By Jack Gurner
The issue of conducting government business in private has come up again after State Senator Lydia Chassaniol introduced a couple of bills recently that would make it easier for officials to meet behind closed doors.
The Republican Senator from Winona represents District 14, which includes six of Yalobusha County’s 11 precincts including Sylva Rena, Oakland, Scobey, portions of Coffeeville and Scuna-Vann’s Mill. She wants to limit the provisions of the Open Meetings Act to government meetings where a quorum is present.
For example, if you have a government body with five members, at least three have to be present for there to be a quorum. So, if you hold a series of meetings where only two members are present at a time, you don’t have a quorum and you wouldn’t have to let in the public and, more importantly, the nosy folks from the press.
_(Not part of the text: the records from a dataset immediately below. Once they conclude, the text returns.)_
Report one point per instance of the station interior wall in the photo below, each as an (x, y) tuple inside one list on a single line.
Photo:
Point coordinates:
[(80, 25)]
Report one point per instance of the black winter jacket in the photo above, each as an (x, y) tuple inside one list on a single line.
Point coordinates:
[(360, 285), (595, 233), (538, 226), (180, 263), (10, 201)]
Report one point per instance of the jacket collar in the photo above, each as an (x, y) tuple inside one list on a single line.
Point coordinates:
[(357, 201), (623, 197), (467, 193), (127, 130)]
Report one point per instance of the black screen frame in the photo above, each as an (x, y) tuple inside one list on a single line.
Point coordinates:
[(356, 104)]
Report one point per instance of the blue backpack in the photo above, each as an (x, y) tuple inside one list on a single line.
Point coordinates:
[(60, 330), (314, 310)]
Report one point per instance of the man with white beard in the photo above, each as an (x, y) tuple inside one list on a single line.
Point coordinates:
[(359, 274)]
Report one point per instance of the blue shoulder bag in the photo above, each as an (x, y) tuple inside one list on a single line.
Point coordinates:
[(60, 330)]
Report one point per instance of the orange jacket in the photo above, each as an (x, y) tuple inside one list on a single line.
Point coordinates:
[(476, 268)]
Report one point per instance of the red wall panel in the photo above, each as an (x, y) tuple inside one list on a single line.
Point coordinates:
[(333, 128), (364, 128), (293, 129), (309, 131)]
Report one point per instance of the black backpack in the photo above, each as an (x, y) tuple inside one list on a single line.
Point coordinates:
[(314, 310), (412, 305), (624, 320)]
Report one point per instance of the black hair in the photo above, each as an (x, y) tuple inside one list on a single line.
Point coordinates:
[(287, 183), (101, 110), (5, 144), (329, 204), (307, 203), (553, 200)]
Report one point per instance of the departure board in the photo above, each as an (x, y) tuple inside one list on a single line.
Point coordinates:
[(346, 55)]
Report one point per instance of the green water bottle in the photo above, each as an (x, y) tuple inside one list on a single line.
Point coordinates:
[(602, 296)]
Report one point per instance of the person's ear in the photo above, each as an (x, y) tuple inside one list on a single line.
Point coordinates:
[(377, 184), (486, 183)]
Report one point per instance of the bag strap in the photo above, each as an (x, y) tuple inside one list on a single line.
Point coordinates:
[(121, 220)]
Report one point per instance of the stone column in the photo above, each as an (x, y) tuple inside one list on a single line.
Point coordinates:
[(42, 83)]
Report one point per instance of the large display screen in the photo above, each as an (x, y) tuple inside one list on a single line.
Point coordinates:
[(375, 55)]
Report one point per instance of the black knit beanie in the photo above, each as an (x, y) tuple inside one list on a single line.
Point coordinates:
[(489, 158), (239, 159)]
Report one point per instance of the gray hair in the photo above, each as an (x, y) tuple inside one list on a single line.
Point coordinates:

The Ethics Commission and the state’s courts have repeatedly deemed such practices, called a “rolling quorum,” as illegal under the state’s sunshine laws, according to one of those nosy press folks, Bryan Stole of the Greenwood Commonwealth.
Charlie Mitchell, another nosy press person and professor of journalism at the University of Mississippi, said the law is clearly targeted at the Ethics Commission’s last three rulings which faulted the Lauderdale County Board of Supervisors, the mayor and board of aldermen of Yazoo City, and the Columbus City Council for splitting meetings into groups of less than a quorum to avoid having members of the public and press present.
“The timing of it indicates it is clearly a response to the Ethic Commission’s rulings,” Mitchell said. “The commission says that that’s not what the law means, so the senator apparently wants to change the law.”
Stole quoted Will Bardwell, a Jackson attorney and president of the Mississippi Center for Freedom of Information as saying, “You are either opposed to open and honest government, or you’re in favor of it. It certainly appears that Sen. Chassaniol has come down on the side opposing open and honest government.”
Tom Hood, the executive director of the Mississippi Ethics Commission, the body charged with enforcing the Open Meetings Act, said Chassaniol’s bill would make it far easier for boards to hold critical discussions or debate public policy without giving members of the public and the press a chance to be present.
“The effect of that is that when you get to the formal public meeting, there’s no public debate or discussion because the matter has already been decided in private,” Hood said.
It’s possible that the public officials involved may not even realize they are being manipulated into breaking the law and abusing the public trust. Maybe they are being told it’s in the best interest of their community. Or, worse, they know what they are doing and allow it to happen because it is the easiest course of action.